Thursday, July 25, 2013

Pre-Raptured? Not!

Some mornings, laughing at the news, Brigitte and I are quite convinced that the Rapture—or perhaps it’s only the Pre-Rapture—has already been, and the two of us were Left Behind, or maybe we were only Pre-Abandoned. So who’s in the clouds? The Pre-Rapture is that strange dimension called the social media. The occasion this morning was the discovery in the Wall Street Journal that Twitter has introduced “favoriting.” It comes in two varieties, evidently, but only in the mind of the person who does it. Straight-favoriting is, ah, the same as clicking Like on other social media sites. Hate-favoriting is exactly the same, but your vast network of followers will know that you favorite the feed because you hate it. Funny that a network that restricts messages to 140 characters would “favorite” (I count 8 letters) versus “like” (4).

Twitter has earlier sounded the Retweet—which became a monumental fave thus probably evolving into favoriting other streams which now, appropriately iconicized, decorate the once very arid Twitter page.
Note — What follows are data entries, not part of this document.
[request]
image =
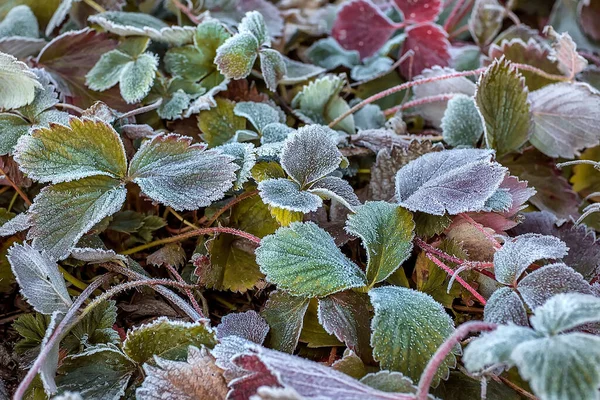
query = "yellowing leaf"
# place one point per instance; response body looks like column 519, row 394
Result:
column 64, row 153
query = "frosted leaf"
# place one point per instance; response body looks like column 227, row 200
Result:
column 407, row 329
column 108, row 70
column 538, row 286
column 319, row 102
column 327, row 53
column 41, row 283
column 347, row 315
column 61, row 214
column 461, row 125
column 504, row 307
column 285, row 315
column 137, row 77
column 19, row 21
column 21, row 47
column 248, row 325
column 503, row 104
column 453, row 181
column 16, row 224
column 198, row 378
column 259, row 114
column 566, row 119
column 99, row 372
column 48, row 369
column 308, row 378
column 565, row 53
column 286, row 194
column 297, row 72
column 435, row 111
column 495, row 348
column 306, row 247
column 172, row 171
column 486, row 21
column 244, row 157
column 332, row 187
column 310, row 154
column 64, row 153
column 96, row 256
column 371, row 68
column 386, row 231
column 518, row 253
column 236, row 56
column 273, row 67
column 254, row 24
column 566, row 311
column 561, row 367
column 584, row 249
column 165, row 338
column 141, row 24
column 17, row 83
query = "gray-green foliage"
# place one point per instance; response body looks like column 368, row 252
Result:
column 558, row 363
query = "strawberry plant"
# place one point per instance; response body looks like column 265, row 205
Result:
column 256, row 199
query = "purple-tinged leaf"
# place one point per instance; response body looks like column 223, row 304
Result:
column 518, row 253
column 430, row 45
column 504, row 307
column 248, row 325
column 416, row 11
column 347, row 315
column 537, row 287
column 360, row 25
column 453, row 181
column 566, row 119
column 584, row 249
column 171, row 170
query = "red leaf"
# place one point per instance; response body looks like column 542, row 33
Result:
column 419, row 10
column 361, row 26
column 430, row 44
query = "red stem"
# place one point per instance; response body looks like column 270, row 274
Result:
column 440, row 355
column 460, row 280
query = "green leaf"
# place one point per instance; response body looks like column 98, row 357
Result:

Norman Mailer, who started well but then grew ever more needy, as they say, needy for more attention, so much so that he once stabbed his second of six wives, and also ran for Mayor of New York, once wrote a book entitled Advertisements for Myself—and thus might be viewed as the chief prophet of the social media. Soon after his death in 2007, the End of Time produced the explosion of Pre-Raputure—which, as it unfolds, renders those of us left grubbing in the ground, raising our butterflies (of which three new ones are approaching the chrysalis stage again) totally baffled about the nature of genuine reality up in the sky.

Meanwhile, to keep the unbelievers down in the trenches properly penitent, the paper companies have introduced their own magical innovation, called desheeting. You don’t know what desheeting is? Well, the toilet paper roll? The paper towel roll? Remember those old things? Now they cost the same or more than they ever did; but, innovation!, they have fewer sheets. But, with the employment of new arts of puffing up the product, they look as fat as ever.